Red Christmas (2016)

‘Twas the night of Christmas, and all through the house, not a creature was stirring … except for that aborted fetus who answers to the name of Cletus.

Twenty years ago, Diane (Dee Wallace, The Howling) chose to terminate a pregnancy. In the chaos of the clinic being bombed during her procedure, she and the doctors didn’t realize the remnant in the biohazard bucket wasn’t exactly DOA. Now, with Diane widowed and turning 60, she is grateful to have all of her adult children assembled for Christmas Day … well, the four she knew of, that is. Then, fifth wheel Cletus — wrapped in gauze, clad in a black cloak and hauling a pink suitcase — decides to crash the party.
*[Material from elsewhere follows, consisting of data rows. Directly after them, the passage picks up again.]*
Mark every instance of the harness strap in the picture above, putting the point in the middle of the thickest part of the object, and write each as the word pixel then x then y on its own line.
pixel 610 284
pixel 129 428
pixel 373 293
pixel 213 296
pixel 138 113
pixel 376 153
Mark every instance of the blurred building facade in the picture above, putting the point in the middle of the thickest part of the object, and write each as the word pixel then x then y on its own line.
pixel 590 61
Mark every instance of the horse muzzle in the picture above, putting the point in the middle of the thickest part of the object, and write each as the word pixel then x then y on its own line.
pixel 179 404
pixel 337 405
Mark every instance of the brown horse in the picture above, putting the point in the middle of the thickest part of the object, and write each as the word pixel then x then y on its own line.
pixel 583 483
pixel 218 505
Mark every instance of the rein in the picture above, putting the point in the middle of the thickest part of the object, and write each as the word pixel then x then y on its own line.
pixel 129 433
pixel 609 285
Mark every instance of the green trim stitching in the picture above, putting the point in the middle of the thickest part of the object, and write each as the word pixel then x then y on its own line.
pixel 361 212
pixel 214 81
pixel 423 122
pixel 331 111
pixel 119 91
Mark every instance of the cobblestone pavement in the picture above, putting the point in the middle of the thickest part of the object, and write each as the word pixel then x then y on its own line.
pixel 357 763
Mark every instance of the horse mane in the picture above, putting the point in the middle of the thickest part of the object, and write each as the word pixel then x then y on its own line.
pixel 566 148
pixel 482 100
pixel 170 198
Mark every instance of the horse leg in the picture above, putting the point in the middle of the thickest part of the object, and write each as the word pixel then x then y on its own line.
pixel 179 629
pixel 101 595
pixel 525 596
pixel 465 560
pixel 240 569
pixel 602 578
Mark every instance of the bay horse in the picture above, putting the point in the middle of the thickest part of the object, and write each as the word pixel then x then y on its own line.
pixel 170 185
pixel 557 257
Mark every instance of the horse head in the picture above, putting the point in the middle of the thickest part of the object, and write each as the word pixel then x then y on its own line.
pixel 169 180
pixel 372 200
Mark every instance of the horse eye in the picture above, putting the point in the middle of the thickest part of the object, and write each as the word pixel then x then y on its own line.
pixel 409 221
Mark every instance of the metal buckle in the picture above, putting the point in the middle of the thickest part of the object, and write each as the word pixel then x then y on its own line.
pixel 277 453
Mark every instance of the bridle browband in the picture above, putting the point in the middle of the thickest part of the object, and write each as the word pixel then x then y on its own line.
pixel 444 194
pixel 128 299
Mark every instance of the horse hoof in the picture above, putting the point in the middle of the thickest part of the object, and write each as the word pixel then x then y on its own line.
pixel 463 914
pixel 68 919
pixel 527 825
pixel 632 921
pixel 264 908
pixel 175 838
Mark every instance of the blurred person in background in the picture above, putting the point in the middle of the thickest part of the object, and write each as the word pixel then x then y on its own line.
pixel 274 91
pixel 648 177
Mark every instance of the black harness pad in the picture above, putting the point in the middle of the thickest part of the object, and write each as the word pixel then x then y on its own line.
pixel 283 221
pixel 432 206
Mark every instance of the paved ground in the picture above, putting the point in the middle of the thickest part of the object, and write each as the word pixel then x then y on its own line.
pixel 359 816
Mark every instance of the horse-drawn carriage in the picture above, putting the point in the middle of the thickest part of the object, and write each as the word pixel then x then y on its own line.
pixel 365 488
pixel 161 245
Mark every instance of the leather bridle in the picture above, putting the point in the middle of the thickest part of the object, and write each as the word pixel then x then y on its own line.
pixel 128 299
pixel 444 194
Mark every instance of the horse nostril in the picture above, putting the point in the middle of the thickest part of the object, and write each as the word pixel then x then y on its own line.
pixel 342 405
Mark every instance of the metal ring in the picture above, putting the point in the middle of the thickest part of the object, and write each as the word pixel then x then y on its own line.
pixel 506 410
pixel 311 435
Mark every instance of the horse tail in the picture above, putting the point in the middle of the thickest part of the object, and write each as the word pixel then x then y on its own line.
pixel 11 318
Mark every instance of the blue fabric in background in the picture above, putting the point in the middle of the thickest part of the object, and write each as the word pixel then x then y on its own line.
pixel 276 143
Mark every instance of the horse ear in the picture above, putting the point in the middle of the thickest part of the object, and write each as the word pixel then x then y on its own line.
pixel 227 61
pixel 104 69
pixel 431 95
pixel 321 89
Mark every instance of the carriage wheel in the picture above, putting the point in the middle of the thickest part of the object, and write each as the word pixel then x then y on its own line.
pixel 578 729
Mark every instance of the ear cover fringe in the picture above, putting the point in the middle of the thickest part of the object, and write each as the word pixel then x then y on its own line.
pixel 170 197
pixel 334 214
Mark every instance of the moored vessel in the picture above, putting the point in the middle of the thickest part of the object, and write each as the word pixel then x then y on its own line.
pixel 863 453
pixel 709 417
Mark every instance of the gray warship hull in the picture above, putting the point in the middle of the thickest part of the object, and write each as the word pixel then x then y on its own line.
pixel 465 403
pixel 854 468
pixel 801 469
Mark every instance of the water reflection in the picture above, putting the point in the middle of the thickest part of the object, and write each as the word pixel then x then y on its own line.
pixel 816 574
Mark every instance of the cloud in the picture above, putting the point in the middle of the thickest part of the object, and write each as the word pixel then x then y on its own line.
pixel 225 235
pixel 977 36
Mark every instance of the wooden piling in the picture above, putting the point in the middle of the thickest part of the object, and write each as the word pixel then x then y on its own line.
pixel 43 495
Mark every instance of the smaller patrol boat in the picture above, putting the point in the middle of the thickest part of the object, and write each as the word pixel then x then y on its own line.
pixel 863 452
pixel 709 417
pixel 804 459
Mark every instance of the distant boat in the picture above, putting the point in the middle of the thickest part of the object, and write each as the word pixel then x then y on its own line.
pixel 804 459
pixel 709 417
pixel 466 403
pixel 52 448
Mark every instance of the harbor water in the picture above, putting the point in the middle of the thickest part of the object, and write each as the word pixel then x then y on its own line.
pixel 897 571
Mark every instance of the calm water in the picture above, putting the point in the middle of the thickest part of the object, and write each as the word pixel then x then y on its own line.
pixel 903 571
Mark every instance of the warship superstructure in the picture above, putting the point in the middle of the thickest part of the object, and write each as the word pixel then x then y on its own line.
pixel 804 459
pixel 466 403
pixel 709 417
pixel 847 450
He just wants to be loved — is that so wrong? Technically, no, but when they kick him out of the house, his retaliation spree of gory murder is something upon which society frowns.

Arriving gift-wrapped for gorehounds, Red Christmas is written and directed by Australian comedian Craig Anderson, but initial streaks of dysfunction aside, it is not a film to be categorized as funny. In fact, it is a bit of an odd bird — in a good way. For one thing, one of Diane’s kids is a Shakespeare-quoting young man with Down syndrome (Gerard Odwyer), a trait not only unexploited, but also vital to the plot. Unsurprisingly, Wallace gives a nail-strong performance, whipping into Angry Mama mode (à la Cujo) when push comes to shove and stab; on the unexpected side, the deaths portrayed come attached with a tangible, tragic sense of loss.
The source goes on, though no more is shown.